Afinal, que sensação acordar todas as manhãs com a sua mente, com seus pensamentos tresloucados borbulhando? Talvez, meu Deus, talvez eu me surpreendesse ou não, com a simplicidade das coisas que você sempre valorizou. E o que você agregava em reconhecer importante? O sorriso de um estranho, um bom dia de uma amiga, o cheiro da terra molhada pela chuva, o gosto de um café quente feito na hora... nós dois na mesa, as mãos dadas, saboreando o almoço caseiro, da mesa posta.
Oxalá eu me apaixonasse pelas mesmas músicas que você, ou chorasse de tristeza quando algumas cenas românticas em nossos momentos assistindo televisão e comendo pipoca com refrigerante me lembrassem de coisas bobas e corriqueiras que em outros tempos me fizeram feliz? Também ao contrário, certamente haveriam os momentos difíceis e insuportáveis, notadamente nas noites em que você se pegava sozinha, abandonada, mesmo rodeada por pessoas amigas... nossa empregada, seus pais... será que aquele pranto invadiria meu rosto como uma chuva de lágrimas amargas?
O dia em que as incertezas viessem me assombrar... eu tentaria como você, pôr fim à existência? Meu Pai Eterno, será que eu me perguntaria se estava no caminho certo ou deveria procurar um atalho para alcançar outros destinos? Mesmo norte, eu sentiria as suas angústias, as suas alegrias, ou me perderia em um mar proceloso de dúvidas? Se de repente voltasse a ser eu novamente, num estalo, num estampido, como o espocar de um tiro disparado por uma arma ao acaso de alguém sem direção assassinando um infeliz na esquina da rua de nossa casa?

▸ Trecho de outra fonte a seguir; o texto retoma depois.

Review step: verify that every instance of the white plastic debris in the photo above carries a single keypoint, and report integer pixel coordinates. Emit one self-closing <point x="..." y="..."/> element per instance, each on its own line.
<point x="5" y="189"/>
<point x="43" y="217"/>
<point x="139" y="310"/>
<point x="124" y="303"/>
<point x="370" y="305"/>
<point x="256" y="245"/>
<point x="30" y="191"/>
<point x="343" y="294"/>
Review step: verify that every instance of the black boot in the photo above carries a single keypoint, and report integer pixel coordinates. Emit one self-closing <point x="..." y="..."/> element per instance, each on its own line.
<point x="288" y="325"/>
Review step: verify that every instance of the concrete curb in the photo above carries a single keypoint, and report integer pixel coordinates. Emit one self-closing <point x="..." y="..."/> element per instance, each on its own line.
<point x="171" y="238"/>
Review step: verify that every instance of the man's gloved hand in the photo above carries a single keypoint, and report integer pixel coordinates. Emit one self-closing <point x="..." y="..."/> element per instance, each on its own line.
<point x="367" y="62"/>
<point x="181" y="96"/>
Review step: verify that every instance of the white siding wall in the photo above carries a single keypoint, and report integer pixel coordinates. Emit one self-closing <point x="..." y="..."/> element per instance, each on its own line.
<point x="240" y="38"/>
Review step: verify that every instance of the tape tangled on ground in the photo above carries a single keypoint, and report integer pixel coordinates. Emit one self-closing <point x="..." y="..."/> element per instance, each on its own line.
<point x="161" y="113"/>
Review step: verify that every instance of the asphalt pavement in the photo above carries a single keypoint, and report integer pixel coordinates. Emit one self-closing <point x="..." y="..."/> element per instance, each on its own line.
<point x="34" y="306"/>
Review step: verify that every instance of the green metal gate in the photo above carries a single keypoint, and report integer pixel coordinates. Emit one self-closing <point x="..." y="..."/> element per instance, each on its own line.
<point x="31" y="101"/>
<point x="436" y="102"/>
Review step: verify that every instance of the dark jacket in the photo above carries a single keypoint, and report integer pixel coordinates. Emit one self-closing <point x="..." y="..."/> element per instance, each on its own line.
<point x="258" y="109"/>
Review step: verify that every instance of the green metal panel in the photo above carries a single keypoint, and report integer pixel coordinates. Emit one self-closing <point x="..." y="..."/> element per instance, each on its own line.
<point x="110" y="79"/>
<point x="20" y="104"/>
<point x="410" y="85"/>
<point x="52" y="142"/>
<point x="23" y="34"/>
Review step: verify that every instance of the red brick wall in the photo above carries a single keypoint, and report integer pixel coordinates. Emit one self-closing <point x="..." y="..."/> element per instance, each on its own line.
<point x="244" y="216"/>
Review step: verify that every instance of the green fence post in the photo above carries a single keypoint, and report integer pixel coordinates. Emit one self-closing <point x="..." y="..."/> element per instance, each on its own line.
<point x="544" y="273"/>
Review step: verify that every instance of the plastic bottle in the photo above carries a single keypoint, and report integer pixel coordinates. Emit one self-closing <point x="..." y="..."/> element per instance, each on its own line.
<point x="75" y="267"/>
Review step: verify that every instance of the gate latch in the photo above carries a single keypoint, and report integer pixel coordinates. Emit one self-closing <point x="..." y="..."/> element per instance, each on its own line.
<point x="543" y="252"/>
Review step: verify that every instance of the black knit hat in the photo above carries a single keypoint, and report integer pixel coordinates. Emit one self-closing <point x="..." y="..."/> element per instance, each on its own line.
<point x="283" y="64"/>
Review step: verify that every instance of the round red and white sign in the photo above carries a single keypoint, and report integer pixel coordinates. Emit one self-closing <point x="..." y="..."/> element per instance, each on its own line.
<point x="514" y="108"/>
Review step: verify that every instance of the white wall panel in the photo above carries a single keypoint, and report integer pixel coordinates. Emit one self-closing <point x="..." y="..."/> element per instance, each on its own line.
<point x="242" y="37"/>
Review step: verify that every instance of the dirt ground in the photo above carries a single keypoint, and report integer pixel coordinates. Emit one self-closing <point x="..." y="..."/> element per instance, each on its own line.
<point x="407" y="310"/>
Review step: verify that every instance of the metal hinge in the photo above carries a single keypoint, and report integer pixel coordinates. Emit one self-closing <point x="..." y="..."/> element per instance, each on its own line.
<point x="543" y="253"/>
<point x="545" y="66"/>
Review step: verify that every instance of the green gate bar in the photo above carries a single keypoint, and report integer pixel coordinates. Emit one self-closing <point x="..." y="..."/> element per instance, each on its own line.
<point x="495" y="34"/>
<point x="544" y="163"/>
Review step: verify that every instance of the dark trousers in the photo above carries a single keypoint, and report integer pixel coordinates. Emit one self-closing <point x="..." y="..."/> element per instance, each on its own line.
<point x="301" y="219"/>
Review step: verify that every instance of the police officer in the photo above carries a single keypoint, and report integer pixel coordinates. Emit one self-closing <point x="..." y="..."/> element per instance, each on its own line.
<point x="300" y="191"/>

Enfim, se me pegasse, como agora, sentado no banco da praça, em frente ao prédio da prefeitura, observando o mundo passar, a vida girando como um peão... nessa pequena troca ligeira de personalidade eu teria aprendido com você algo de aproveitável? Por outro lado, guardado um pouco da sua coragem, da sua Fé no futuro, na vida? Por outro prisma, só para moldar o meu “faz de conta” questionaria se teria entendido um pouco mais sobre o que significa o ser humano, ou se, de fato, eu me veria um bocadinho, ou um tantinho assim como você, mais humano? Com todas essas indagações aflorando, voltei a olhar para o alto.

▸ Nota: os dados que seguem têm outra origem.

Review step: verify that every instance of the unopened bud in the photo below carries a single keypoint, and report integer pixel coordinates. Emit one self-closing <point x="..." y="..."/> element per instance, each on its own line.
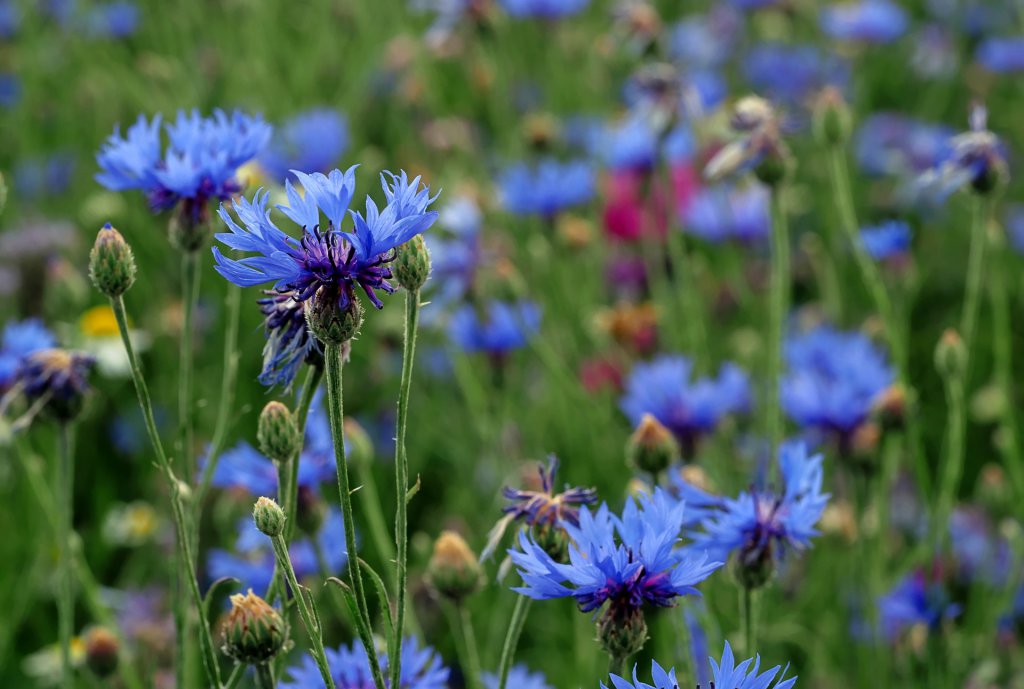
<point x="412" y="264"/>
<point x="276" y="433"/>
<point x="112" y="264"/>
<point x="254" y="632"/>
<point x="269" y="517"/>
<point x="651" y="447"/>
<point x="101" y="649"/>
<point x="950" y="355"/>
<point x="328" y="321"/>
<point x="454" y="570"/>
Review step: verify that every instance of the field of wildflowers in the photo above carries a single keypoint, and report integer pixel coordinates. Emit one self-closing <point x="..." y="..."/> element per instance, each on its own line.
<point x="526" y="344"/>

Acredite. O céu estava do mesmo jeito. Quieto, calmo, na dele, talvez me vigiando, sei lá. Responda-me. Eu agradeceria por ter cruzado com você? Afinal de contas, creio piamente, somos todos – eu e você - somos todos um pouco de nós dois. Nessa troca meio que vertiginosa e esquisita, ou dito de forma mais clara, fugaz... nessa troca de personalidade e experiências momentâneas eu encontraria o que tanto busco depois que você partiu?

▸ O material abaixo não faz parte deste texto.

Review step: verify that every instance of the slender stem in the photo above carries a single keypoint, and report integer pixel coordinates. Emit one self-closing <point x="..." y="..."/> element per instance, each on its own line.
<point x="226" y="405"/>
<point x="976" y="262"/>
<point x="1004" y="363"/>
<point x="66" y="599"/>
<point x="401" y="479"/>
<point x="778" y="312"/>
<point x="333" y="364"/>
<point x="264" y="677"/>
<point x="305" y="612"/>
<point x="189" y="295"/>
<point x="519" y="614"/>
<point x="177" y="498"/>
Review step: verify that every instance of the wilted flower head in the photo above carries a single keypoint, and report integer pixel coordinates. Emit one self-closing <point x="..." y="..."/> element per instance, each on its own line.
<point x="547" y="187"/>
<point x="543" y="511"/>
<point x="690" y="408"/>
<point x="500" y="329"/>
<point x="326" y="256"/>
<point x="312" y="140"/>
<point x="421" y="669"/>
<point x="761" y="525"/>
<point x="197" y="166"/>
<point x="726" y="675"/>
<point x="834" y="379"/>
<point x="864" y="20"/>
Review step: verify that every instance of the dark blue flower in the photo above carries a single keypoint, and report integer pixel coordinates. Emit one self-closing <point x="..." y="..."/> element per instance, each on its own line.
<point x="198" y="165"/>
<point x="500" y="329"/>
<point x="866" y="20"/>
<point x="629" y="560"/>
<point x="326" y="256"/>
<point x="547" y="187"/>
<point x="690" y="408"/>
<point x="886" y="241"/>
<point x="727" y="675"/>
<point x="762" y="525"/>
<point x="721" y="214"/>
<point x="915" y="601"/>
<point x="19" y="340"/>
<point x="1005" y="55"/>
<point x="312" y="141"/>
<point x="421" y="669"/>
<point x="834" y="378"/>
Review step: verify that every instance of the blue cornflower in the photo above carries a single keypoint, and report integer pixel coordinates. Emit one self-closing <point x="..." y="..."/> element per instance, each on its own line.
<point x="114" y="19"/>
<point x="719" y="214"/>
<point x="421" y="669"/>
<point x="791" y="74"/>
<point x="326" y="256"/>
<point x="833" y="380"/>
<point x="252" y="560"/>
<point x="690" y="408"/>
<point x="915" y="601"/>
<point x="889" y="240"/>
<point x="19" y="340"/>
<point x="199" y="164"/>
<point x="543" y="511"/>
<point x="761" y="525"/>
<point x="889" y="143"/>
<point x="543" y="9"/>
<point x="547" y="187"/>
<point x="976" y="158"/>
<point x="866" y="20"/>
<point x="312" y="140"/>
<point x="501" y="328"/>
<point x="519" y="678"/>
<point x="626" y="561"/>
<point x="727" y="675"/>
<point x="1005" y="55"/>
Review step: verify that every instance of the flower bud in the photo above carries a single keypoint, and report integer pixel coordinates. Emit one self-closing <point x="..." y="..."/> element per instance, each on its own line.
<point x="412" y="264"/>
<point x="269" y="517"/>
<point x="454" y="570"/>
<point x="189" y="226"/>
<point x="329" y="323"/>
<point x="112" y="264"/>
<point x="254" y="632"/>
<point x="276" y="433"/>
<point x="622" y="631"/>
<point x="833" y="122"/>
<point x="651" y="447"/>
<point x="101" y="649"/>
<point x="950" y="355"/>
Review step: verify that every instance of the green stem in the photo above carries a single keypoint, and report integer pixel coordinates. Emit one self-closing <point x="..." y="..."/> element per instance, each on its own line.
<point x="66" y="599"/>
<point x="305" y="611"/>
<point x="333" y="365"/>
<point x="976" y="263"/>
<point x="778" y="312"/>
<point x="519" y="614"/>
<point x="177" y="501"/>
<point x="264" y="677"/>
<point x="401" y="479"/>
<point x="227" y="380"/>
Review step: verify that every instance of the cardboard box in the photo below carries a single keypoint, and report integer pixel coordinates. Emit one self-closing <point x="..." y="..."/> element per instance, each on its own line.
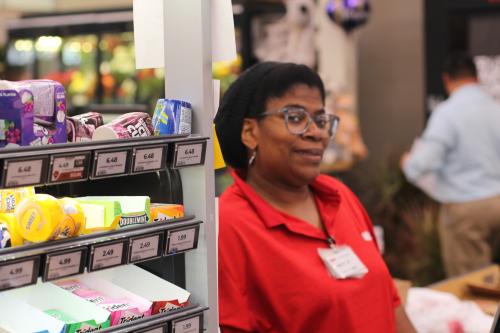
<point x="14" y="313"/>
<point x="139" y="306"/>
<point x="46" y="296"/>
<point x="165" y="296"/>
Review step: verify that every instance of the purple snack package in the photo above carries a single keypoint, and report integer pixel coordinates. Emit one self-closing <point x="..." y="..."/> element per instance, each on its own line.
<point x="18" y="119"/>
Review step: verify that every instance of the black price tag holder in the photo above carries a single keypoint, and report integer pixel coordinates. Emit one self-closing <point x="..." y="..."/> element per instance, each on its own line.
<point x="157" y="329"/>
<point x="111" y="163"/>
<point x="66" y="263"/>
<point x="147" y="247"/>
<point x="30" y="266"/>
<point x="66" y="168"/>
<point x="182" y="240"/>
<point x="193" y="324"/>
<point x="25" y="171"/>
<point x="187" y="154"/>
<point x="99" y="252"/>
<point x="149" y="159"/>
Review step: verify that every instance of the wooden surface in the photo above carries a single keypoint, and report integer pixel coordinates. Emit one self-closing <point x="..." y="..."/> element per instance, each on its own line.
<point x="458" y="286"/>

O mais importante, o que, aliás, me intriga, o que me mata aos poucos, o que me consome a carne, os ossos, a alma, o coração: eu me depararia ou entenderia a verdadeira e real, ou, ainda, a nostálgica e imorredoura essência da vida?! Não sei as respostas. É exatamente isso que me faz um ser desprezível. Um desgraçado sem o vislumbre mavioso de um porvir menos chato e odioso.